Hapilon successor to emerge soon, warns Muslim scholar

Jamaine Punzalan, ABS-CBN News

Posted at Oct 17 2017 04:25 PM

FILE PHOTO: Soldiers distribute pictures of Abu Sayyaf leader Isnilon Hapilon, who has a US government bounty of $5 million for his capture, in Butig, Lanao del Sur in southern Philippines February 1, 2017. Marconi B. Navales, Reuters

MANILA - It is only a matter of time before Abu Sayyaf proclaims a replacement for their slain leader, Isnilon Hapilon, a Muslim scholar said Tuesday. 

Hapilon, Islamic State's anointed "emir" in Southeast Asia, took fighters from his Abu Sayyaf faction to join forces with the Maute clan and storm Marawi City in May. 

A nighttime military assault killed Hapilon inside Marawi's shrinking battle zone, together with the Omar Maute, last of the Maute brothers leading the siege, authorities said Monday.

Abu Sayyaf can choose Hapilon's successor from its other factions in Sulu and Basilan, just like how they did after the deaths of their former leaders, Khadaffy Janjalani and Abu Sabaya, said Professor Julkipli Wadi. 

"Siguro itong mga ilang linggo o buwan may lalabas d'yan, magpapakilalang bagong leader nila," Julkipli Wadi, former dean of University of the Philippines’ Institute of Islamic Studies, told DZMM.

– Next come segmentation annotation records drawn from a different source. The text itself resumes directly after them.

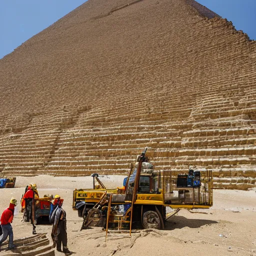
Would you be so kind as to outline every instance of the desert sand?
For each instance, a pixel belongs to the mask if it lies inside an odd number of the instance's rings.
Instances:
[[[101,178],[108,188],[122,184],[124,176]],[[72,210],[72,191],[75,188],[90,188],[92,178],[39,176],[17,177],[14,188],[0,190],[0,212],[8,206],[12,196],[20,200],[29,183],[38,185],[40,197],[58,194],[64,198],[63,208],[67,214],[68,246],[77,255],[109,256],[256,256],[256,192],[254,190],[214,190],[214,206],[210,210],[182,210],[170,218],[160,234],[142,230],[128,237],[126,234],[110,233],[105,242],[105,232],[100,228],[80,231],[82,219]],[[14,239],[32,235],[30,224],[24,223],[18,204],[12,223]],[[52,226],[38,225],[38,232],[47,232]],[[134,238],[140,236],[134,243]],[[6,252],[0,252],[0,256]],[[56,252],[56,256],[64,254]]]

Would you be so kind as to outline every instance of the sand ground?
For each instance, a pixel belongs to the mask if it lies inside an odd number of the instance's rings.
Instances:
[[[121,186],[124,176],[109,176],[101,178],[107,188]],[[160,234],[145,233],[133,244],[138,234],[132,238],[126,234],[111,234],[105,242],[105,232],[100,228],[80,231],[82,219],[72,210],[74,188],[92,186],[91,177],[17,177],[14,188],[0,190],[0,212],[8,206],[14,196],[20,200],[26,186],[38,185],[40,196],[60,194],[64,198],[63,208],[67,214],[68,246],[78,255],[108,256],[256,256],[256,192],[255,190],[216,190],[214,206],[210,210],[180,210],[168,221]],[[22,214],[18,204],[12,224],[14,239],[32,236],[30,224],[22,222]],[[47,232],[52,226],[40,224],[38,232]],[[140,231],[141,232],[141,231]],[[132,245],[133,244],[133,246]],[[0,252],[0,256],[4,252]],[[56,252],[56,255],[64,254]]]

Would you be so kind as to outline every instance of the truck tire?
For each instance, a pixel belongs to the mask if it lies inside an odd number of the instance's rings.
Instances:
[[[162,217],[154,210],[148,210],[143,214],[142,225],[144,228],[156,228],[160,230],[162,228]]]
[[[86,205],[84,206],[84,207],[82,210],[82,216],[81,216],[82,218],[84,219],[84,218],[87,216],[87,214],[88,214],[88,210],[89,210],[90,209],[86,208]]]

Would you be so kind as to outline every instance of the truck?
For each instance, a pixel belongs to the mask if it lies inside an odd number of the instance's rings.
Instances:
[[[0,178],[0,188],[14,188],[16,182],[16,177]]]
[[[25,190],[26,193],[26,190]],[[63,201],[63,200],[62,200]],[[41,223],[42,220],[46,220],[46,223],[49,222],[49,215],[51,208],[52,208],[52,202],[54,198],[52,195],[45,194],[43,198],[38,196],[32,200],[32,212],[34,213],[33,222],[34,224],[38,224]],[[24,212],[24,220],[27,221],[26,214],[26,200],[23,198],[23,194],[20,199],[22,206],[22,212]]]
[[[74,191],[73,209],[84,218],[82,229],[94,220],[106,228],[130,226],[131,230],[137,223],[144,228],[163,229],[165,222],[180,209],[212,206],[212,170],[154,170],[146,150],[137,156],[122,188],[108,190],[100,186]],[[166,214],[167,207],[174,211]]]

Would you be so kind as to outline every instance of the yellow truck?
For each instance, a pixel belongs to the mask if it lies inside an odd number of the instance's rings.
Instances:
[[[105,228],[130,229],[136,223],[145,228],[162,229],[165,221],[181,208],[212,206],[211,170],[156,171],[146,152],[146,148],[137,157],[123,188],[108,190],[101,184],[94,189],[74,190],[73,208],[84,218],[82,228],[96,219]],[[96,176],[94,180],[98,180]],[[168,206],[176,210],[166,214]]]

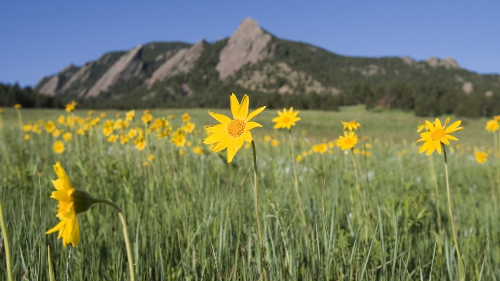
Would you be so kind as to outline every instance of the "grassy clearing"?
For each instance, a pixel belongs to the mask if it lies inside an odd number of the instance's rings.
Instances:
[[[61,110],[22,110],[24,123],[56,120]],[[228,115],[229,110],[216,110]],[[200,130],[216,122],[206,110],[154,110],[155,118],[190,113],[196,130],[187,136],[193,146],[202,140]],[[114,118],[117,113],[106,112]],[[140,115],[140,112],[136,112]],[[77,110],[84,116],[86,111]],[[306,216],[302,226],[294,188],[292,160],[286,130],[272,129],[276,112],[264,110],[255,120],[264,128],[252,131],[259,168],[259,200],[265,258],[272,280],[456,280],[458,268],[446,208],[442,156],[432,156],[440,208],[428,158],[417,153],[416,126],[423,118],[398,112],[366,112],[362,108],[340,112],[302,110],[292,129],[296,154],[342,134],[341,120],[356,119],[358,132],[368,139],[358,146],[372,156],[352,157],[338,148],[313,152],[297,163]],[[58,160],[73,186],[96,197],[111,200],[123,209],[132,244],[138,280],[254,280],[258,278],[258,240],[254,212],[251,150],[243,148],[230,164],[225,152],[204,154],[192,147],[179,148],[154,134],[138,151],[132,144],[110,144],[102,125],[86,136],[74,134],[62,154],[52,150],[54,138],[44,131],[20,140],[18,116],[4,114],[0,198],[10,244],[14,280],[48,280],[47,246],[54,274],[66,278],[68,248],[46,230],[58,220],[56,202],[50,198]],[[140,116],[135,124],[140,126]],[[103,122],[102,122],[101,124]],[[484,120],[465,120],[455,134],[448,155],[452,199],[464,255],[466,280],[500,278],[498,226],[498,161],[492,156],[476,162],[475,147],[487,150],[492,134]],[[270,138],[264,138],[270,134]],[[59,138],[60,138],[60,137]],[[268,138],[280,144],[273,146]],[[457,146],[456,144],[458,144]],[[182,150],[183,155],[180,150]],[[408,150],[400,156],[398,152]],[[148,162],[148,156],[154,158]],[[148,162],[147,166],[144,163]],[[442,232],[438,226],[438,212]],[[72,250],[68,274],[72,280],[128,278],[121,226],[114,210],[96,205],[78,215],[80,246]],[[0,248],[3,238],[0,238]],[[4,268],[4,251],[0,251]],[[0,279],[6,280],[5,270]]]

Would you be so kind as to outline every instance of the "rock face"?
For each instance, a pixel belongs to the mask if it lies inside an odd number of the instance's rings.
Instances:
[[[254,64],[266,58],[271,36],[264,32],[254,20],[247,18],[232,34],[219,55],[216,68],[219,78],[224,80],[245,64]]]
[[[204,44],[205,41],[202,39],[190,48],[179,50],[153,72],[148,80],[148,86],[150,87],[156,81],[188,72],[202,54]]]
[[[142,46],[139,45],[122,56],[86,93],[86,96],[96,96],[101,91],[106,90],[120,78],[127,79],[138,76],[142,67],[140,56]]]
[[[426,60],[427,64],[432,68],[438,66],[444,66],[446,69],[460,68],[460,66],[456,62],[456,61],[452,58],[447,56],[444,60],[441,60],[438,58],[431,56]]]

(Perhaps after a few weeks or months, someone will emerge there as their new leader.) 

Wadi also noted that Radullan Sahiron, a senior Abu Sayyaf leader, is still believed to be hiding in his group's "traditional lairs" in the south. 

Other members of the Maute clan meanwhile can sustain their alliance with the Abu Sayyaf, the professor added. 

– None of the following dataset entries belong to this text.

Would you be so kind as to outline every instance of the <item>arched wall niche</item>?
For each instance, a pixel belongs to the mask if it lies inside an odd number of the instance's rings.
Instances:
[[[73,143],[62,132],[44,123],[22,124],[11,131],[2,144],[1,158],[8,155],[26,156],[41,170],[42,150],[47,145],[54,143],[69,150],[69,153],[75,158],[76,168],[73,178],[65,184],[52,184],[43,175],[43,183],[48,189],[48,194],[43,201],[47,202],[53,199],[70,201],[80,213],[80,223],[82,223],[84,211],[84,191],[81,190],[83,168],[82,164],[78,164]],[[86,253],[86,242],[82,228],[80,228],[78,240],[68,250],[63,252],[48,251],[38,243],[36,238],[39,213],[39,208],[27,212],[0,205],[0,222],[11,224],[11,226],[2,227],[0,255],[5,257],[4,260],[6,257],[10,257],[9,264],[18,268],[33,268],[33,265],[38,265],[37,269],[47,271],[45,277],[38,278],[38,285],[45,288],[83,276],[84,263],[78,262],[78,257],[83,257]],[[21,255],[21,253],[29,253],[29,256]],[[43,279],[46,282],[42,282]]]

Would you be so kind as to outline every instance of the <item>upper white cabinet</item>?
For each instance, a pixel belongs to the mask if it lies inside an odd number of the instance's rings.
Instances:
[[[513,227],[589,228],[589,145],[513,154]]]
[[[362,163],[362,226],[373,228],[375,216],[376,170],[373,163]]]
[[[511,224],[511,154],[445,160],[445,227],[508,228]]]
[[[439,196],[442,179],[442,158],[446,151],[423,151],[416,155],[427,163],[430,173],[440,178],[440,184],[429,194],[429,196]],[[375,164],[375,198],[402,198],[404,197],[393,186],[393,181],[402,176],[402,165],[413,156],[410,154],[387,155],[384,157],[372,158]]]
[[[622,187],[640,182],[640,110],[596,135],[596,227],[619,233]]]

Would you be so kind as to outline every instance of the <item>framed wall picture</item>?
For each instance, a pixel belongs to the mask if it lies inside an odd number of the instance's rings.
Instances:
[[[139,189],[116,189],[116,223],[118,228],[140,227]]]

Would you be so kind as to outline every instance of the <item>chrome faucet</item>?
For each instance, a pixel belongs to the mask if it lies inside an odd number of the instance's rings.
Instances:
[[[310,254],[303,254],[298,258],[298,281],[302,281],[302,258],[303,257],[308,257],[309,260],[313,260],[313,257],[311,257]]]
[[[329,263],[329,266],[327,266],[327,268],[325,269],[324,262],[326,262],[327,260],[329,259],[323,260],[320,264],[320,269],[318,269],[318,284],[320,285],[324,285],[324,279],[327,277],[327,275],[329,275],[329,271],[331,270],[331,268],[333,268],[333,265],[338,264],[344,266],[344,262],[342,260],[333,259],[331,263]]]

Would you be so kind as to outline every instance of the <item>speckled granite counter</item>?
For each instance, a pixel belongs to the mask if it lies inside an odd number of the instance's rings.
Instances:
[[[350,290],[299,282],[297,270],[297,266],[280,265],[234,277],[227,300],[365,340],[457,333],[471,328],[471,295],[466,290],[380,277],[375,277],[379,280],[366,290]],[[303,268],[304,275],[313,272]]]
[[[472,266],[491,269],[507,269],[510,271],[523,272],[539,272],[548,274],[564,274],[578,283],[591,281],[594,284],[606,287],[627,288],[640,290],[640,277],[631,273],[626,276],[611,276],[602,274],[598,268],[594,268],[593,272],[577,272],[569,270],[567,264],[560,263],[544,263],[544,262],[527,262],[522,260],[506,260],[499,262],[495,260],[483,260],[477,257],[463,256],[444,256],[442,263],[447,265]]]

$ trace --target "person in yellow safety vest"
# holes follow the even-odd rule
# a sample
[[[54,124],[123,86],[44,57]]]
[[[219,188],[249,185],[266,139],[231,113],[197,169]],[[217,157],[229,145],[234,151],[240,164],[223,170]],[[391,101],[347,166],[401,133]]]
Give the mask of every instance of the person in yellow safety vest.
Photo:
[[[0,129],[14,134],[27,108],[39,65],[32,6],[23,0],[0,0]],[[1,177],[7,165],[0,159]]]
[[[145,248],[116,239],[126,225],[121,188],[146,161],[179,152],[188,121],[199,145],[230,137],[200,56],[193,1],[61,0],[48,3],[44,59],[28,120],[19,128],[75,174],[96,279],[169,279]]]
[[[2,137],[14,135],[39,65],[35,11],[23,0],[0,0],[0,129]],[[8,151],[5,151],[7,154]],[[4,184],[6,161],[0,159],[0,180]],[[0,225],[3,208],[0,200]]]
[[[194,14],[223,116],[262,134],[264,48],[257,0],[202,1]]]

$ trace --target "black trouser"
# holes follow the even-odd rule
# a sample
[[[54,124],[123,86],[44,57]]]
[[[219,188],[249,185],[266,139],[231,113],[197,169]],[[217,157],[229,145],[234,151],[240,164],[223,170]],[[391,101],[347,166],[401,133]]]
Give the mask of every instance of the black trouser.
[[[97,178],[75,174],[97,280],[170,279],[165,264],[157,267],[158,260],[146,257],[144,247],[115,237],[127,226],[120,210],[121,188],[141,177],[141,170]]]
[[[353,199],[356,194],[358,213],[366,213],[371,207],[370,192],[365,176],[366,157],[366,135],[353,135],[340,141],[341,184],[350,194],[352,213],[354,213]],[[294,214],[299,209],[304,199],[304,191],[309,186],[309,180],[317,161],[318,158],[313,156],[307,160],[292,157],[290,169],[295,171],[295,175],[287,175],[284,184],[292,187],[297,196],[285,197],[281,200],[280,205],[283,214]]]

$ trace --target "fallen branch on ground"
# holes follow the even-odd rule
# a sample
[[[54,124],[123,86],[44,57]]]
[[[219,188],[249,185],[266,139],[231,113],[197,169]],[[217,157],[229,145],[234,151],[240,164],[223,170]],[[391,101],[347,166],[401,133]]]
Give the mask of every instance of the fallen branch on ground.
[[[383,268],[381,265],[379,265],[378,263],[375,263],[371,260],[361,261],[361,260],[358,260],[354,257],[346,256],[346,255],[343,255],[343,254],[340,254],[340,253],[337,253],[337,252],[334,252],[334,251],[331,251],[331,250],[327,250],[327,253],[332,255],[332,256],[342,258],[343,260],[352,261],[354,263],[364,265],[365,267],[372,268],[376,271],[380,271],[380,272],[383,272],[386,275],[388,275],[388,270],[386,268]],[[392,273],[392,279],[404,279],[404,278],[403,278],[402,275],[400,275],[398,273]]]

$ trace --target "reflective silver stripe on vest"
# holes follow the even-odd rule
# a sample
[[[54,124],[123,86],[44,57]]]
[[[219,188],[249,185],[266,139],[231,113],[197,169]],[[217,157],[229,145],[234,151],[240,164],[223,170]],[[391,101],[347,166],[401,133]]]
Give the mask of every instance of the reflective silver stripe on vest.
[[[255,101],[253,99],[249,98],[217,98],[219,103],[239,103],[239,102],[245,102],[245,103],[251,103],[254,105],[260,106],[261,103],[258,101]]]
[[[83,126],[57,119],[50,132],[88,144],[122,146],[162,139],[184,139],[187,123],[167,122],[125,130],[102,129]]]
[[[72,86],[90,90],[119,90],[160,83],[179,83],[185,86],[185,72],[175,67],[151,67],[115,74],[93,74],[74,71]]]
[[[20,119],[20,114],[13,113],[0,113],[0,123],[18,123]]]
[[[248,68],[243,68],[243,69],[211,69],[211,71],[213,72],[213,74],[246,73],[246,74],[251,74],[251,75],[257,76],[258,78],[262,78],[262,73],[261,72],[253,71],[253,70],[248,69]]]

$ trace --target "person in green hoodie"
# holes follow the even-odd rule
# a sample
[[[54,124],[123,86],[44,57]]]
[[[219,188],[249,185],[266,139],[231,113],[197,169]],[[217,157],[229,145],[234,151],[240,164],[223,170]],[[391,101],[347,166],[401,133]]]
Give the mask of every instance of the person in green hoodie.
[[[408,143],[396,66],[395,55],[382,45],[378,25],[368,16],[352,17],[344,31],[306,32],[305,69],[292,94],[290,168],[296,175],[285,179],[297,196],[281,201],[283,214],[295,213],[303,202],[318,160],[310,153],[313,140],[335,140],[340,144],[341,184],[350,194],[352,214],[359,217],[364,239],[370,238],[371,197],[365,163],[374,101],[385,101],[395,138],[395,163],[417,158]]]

Authorities will remain on alert for any possible attacks by groups allied with Abu Sayyaf and Maute, military spokesman Major General Restituto Padilla Jr. said Tuesday. 

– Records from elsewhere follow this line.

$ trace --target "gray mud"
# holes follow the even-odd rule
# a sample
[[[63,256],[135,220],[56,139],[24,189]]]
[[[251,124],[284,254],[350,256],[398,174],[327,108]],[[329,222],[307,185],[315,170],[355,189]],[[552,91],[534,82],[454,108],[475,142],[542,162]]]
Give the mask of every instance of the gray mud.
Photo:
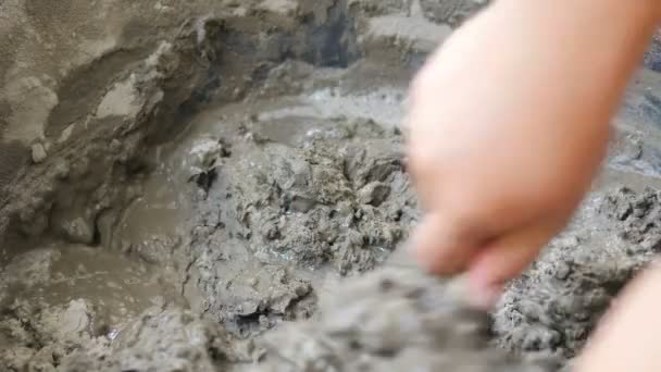
[[[399,126],[487,2],[0,2],[0,371],[571,361],[661,250],[658,40],[572,224],[476,313],[406,258]]]

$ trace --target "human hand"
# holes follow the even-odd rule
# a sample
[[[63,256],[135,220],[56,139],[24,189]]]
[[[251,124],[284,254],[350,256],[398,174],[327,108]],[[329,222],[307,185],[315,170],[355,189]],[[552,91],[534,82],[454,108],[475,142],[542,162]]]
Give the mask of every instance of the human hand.
[[[576,372],[661,371],[661,268],[627,285],[572,365]]]
[[[408,121],[409,166],[427,210],[414,252],[436,274],[467,271],[483,307],[564,227],[589,189],[649,34],[639,27],[621,37],[636,29],[623,21],[586,44],[565,32],[602,29],[590,21],[599,17],[585,16],[586,1],[561,7],[564,28],[547,16],[561,8],[501,3],[429,59],[412,84]],[[608,59],[596,66],[596,55]]]

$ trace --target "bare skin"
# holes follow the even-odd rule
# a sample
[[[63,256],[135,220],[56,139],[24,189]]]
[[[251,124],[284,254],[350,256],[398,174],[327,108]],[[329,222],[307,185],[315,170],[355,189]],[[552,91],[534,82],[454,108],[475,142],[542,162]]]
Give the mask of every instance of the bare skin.
[[[500,0],[415,78],[409,160],[428,270],[488,303],[564,227],[653,34],[656,0]],[[608,20],[608,21],[604,21]]]
[[[439,48],[408,123],[424,268],[466,273],[482,307],[525,270],[589,189],[659,15],[658,0],[500,0]],[[638,278],[577,371],[660,371],[659,294],[661,269]]]

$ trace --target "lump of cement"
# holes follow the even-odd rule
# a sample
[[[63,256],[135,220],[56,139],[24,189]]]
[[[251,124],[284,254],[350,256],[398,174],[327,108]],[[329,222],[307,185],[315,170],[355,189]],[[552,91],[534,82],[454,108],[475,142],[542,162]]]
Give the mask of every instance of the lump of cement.
[[[556,371],[490,348],[488,317],[464,305],[459,283],[401,268],[348,281],[319,319],[266,335],[252,371]]]
[[[619,292],[661,249],[659,191],[622,188],[593,202],[578,216],[583,227],[554,239],[507,290],[494,314],[500,346],[575,357]]]
[[[298,147],[236,149],[240,157],[220,168],[211,194],[224,206],[221,222],[265,262],[329,263],[341,274],[373,269],[417,213],[401,140],[375,127],[313,131]]]
[[[215,372],[236,362],[227,336],[188,311],[152,309],[120,332],[67,357],[59,371]]]

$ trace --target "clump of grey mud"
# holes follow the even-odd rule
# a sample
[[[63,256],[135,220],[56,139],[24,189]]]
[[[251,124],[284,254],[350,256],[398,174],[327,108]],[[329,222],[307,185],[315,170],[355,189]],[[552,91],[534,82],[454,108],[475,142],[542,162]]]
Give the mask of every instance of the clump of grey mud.
[[[421,215],[407,84],[484,3],[1,2],[0,370],[571,360],[661,249],[661,78],[572,225],[470,311],[392,253]]]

State troops, Padilla added, were also hunting down some 6 to 8 foreigners who have taken over the assault in Marawi, including Mahmud Ahmad, a Malaysian who allegedly helped put together the alliance between Maute and Abu Sayyaf fighters. 

More than 300,000 Marawi residents have been displaced by the fighting, which authorities say has killed 824 rebels, 47 civilians and 162 troops.

The occupation has been the biggest internal security crisis in the Catholic-majority Philippines for years, compounding fears that Islamic State's extremist agenda and its advanced recruitment methods are more widespread than previously thought.